Giants co-owner Steve Tisch broke a two-year silence with a strong statement in the wake of GM Dave Gettleman’s dismissal on Monday.
“It is an understatement to say John [Mara] and I are disappointed by the lack of success we have had on the field,” Tisch said in a statement released by the team. “We are united in our commitment to find a general manager who will provide the direction necessary for us to achieve the on-field performance and results we all expect.”
The team tried to sell Gettleman’s departure as a retirement, but it amounted to a firing for four years of malpractice with a 19-46 record, a .292 winning percentage.
Mara said in a statement the Giants now are “looking for a person who demonstrates exceptional leadership and communication abilities, somebody who will oversee all aspects of our football operations, including player personnel, college scouting and coaching.”
Seeking a new GM who oversees the coaching staff leaves head coach Joe Judge’s status unclear. Judge’s Monday was “business as usual,” per Saquon Barkley, running exit and team meetings normally with no indication something was off.

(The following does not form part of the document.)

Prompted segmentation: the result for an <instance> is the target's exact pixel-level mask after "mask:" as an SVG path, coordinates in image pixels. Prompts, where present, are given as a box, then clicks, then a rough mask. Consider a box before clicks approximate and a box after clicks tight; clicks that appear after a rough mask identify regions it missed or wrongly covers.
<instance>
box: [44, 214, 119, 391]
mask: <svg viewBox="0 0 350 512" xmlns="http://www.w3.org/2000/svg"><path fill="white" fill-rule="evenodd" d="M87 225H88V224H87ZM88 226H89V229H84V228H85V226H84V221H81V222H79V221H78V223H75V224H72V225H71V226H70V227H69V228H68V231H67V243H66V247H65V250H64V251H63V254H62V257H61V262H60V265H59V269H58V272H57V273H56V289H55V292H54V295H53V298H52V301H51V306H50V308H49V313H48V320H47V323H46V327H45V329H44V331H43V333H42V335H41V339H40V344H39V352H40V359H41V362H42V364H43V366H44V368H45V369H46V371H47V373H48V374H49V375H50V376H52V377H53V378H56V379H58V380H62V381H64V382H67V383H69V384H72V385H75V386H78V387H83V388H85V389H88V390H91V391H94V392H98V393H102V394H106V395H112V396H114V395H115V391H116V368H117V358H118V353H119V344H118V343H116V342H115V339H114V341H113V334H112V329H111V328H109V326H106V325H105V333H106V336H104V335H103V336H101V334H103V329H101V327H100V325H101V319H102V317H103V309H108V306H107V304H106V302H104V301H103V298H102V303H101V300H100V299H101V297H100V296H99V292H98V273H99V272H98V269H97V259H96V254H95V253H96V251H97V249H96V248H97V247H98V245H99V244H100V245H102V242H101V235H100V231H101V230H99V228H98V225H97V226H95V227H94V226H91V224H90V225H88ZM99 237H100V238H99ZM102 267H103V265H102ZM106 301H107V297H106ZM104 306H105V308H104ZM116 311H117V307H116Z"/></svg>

But Judge wasn’t available to the media. Players said he didn’t make any special statement that he’s back. And Barkley couldn’t confirm Judge’s status.
“Um, I don’t really know how to answer that,” the running back said, shrugging his shoulders.
“I’m not sure,” defensive lineman Leonard Williams added, when asked if Judge will remain his coach. “I haven’t heard anything today to say otherwise. I love the guy, honestly. I love the way he approaches the game, and I like playing for him.”
The GM candidate list to replace Gettleman must be wide-ranging. It is expected to include names like Monti Ossenfort (Titans), Kevin Abrams (Giants), Will McClay (Cowboys), Ed Dodds (Colts), Joe Schoen (Bills), Dave Ziegler (Patriots) and likely others.
It certainly needs to be more comprehensive than the December of 2017 search that put Gettleman in the big chair. That year, the Giants only interviewed Gettleman, Abrams, VP of player evaluation Marc Ross, and former personnel exec/ESPN analyst Louis Riddick. Three of the four candidates were “in the family,” so to speak.
Ownership wanted Gettleman to run it back with Manning. The GM did that in 2018, and it backfired in colossal fashion, burying the franchise in ignominy and irrelevance.
Years of bad drafting, poor free agent signings, and bad contracts have the Giants (22-59) tied with the Jets for the worst record in the NFL over the past five seasons.
Gettleman’s only remaining hope for setting the Giants up favorably in some way for the future lies in Daniel Jones’ health and ability to take the next step into being a franchise quarterback. Gettleman selected Jones No. 6 overall in 2019.
But Jones is sidelined with a neck injury entering the fourth year of his rookie contract with questions lingering about whether the Giants should even pick up his fifth-year option for 2023 this spring.
Despite Gettleman’s “disappointing” tenure — his words, in a statement released Monday — the outgoing GM was allowed to have family and friends on the MetLife Stadium sideline for pre-game photos on Sunday.
That ceremony stood in stark contrast to Reese’s midseason firing on the gloomy morning of Dec. 4, 2017, after a road loss to the Oakland Raiders with Geno Smith starting at QB.
The Giants remain in a fog to this day.